Secrets Manager Endpoint

resource "aws_vpc_endpoint" "secretsmanager" {
  vpc_id              = aws_vpc.db.id
  service_name        = "com.amazonaws.${data.aws_region.current.name}.secretsmanager"
  vpc_endpoint_type   = "Interface"
  private_dns_enabled = true
	# deploy in the first subnet
  subnet_ids          = [aws_subnet.db[0].id]
	# attach the security group
  security_group_ids  = [aws_security_group.db.id]
}

This part creates an Interface Endpoint for Secrets Manager so the rotator Lambda can call the service to get and change the secret value.

Rotator stack

# find the details by id
data "aws_serverlessapplicationrepository_application" "rotator" {
  application_id = "arn:aws:serverlessrepo:us-east-1:297356227824:applications/SecretsManagerRDSMySQLRotationSingleUser"
}

data "aws_partition" "current" {}
data "aws_region" "current" {}

# deploy the cloudformation stack
resource "aws_serverlessapplicationrepository_cloudformation_stack" "rotate-stack" {
  name             = "Rotate-${random_id.id.hex}"
  application_id   = data.aws_serverlessapplicationrepository_application.rotator.application_id
  semantic_version = data.aws_serverlessapplicationrepository_application.rotator.semantic_version
  capabilities     = data.aws_serverlessapplicationrepository_application.rotator.required_capabilities

  parameters = {
		# secrets manager endpoint
    endpoint            = "https://secretsmanager.${data.aws_region.current.name}.${data.aws_partition.current.dns_suffix}"
		# a random name for the function
    functionName        = "rotator-${random_id.id.hex}"
		# deploy in the first subnet
    vpcSubnetIds        = aws_subnet.db[0].id
		# attach the security group so it can communicate with the other componets
    vpcSecurityGroupIds = aws_security_group.db.id
  }
}

The aws_serverlessapplicationrepository_application data source finds the application by its ID, then the aws_serverlessapplicationrepository_cloudformation_stack creates a CloudFormation stack.

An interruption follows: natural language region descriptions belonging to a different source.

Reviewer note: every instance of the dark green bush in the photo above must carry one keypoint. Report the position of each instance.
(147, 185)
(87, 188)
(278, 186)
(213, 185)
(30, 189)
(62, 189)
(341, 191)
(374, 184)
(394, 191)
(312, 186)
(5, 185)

It passes the endpoint, functionName, the vpcSubnetIds, and the vpcSecurityGroupIds parameters. This creates a Lambda function with an endpoint in the correct VPC with permissions to talk to both the database and the Secrets Manager Endpoint.

Rotation

resource "aws_secretsmanager_secret_rotation" "rotation" {
	# secret_id through the secret_version so that it is deployed before setting up rotation
  secret_id           = aws_secretsmanager_secret_version.db-pass-val.secret_id
  rotation_lambda_arn = aws_serverlessapplicationrepository_cloudformation_stack.rotate-stack.outputs.RotationLambdaARN

  rotation_rules {
    automatically_after_days = 30
  }
}

Finally, this part configures rotation for the secret. Notice that the secret_id references the aws_secretsmanager_secret_version instead of the aws_secretsmanager_secret. This makes sure the initial password is in place before the rotation is setup so that the rotator Lambda can read the current value. Without it, there is a race condition: if the rotation is enabled first, the Lambda throws an error.

Testing

After running terraform apply and waiting for the deployment to finish, the CloudFormation stack is created:

CloudFormation stack for the rotation function

The rotator function is run with all the steps needed to change the password:

Rotation is configured and clicking the "Rotate secret immediately" changes the stored password after a few seconds:

Costs

A secret costs $0.4 / month. The Interface endpoint costs $0.01 / hour, which is $7.2 / month. I think the RDS endpoint is part of the database and as such it does not incur additional costs, but I'm not 100% sure about that.

The Lambda, the VPC, the resources inside, and various calls have some costs, but should be negligible as rotation happens rarely.

In total, while this solution adds some fixed costs to the database, it is in the manageable level.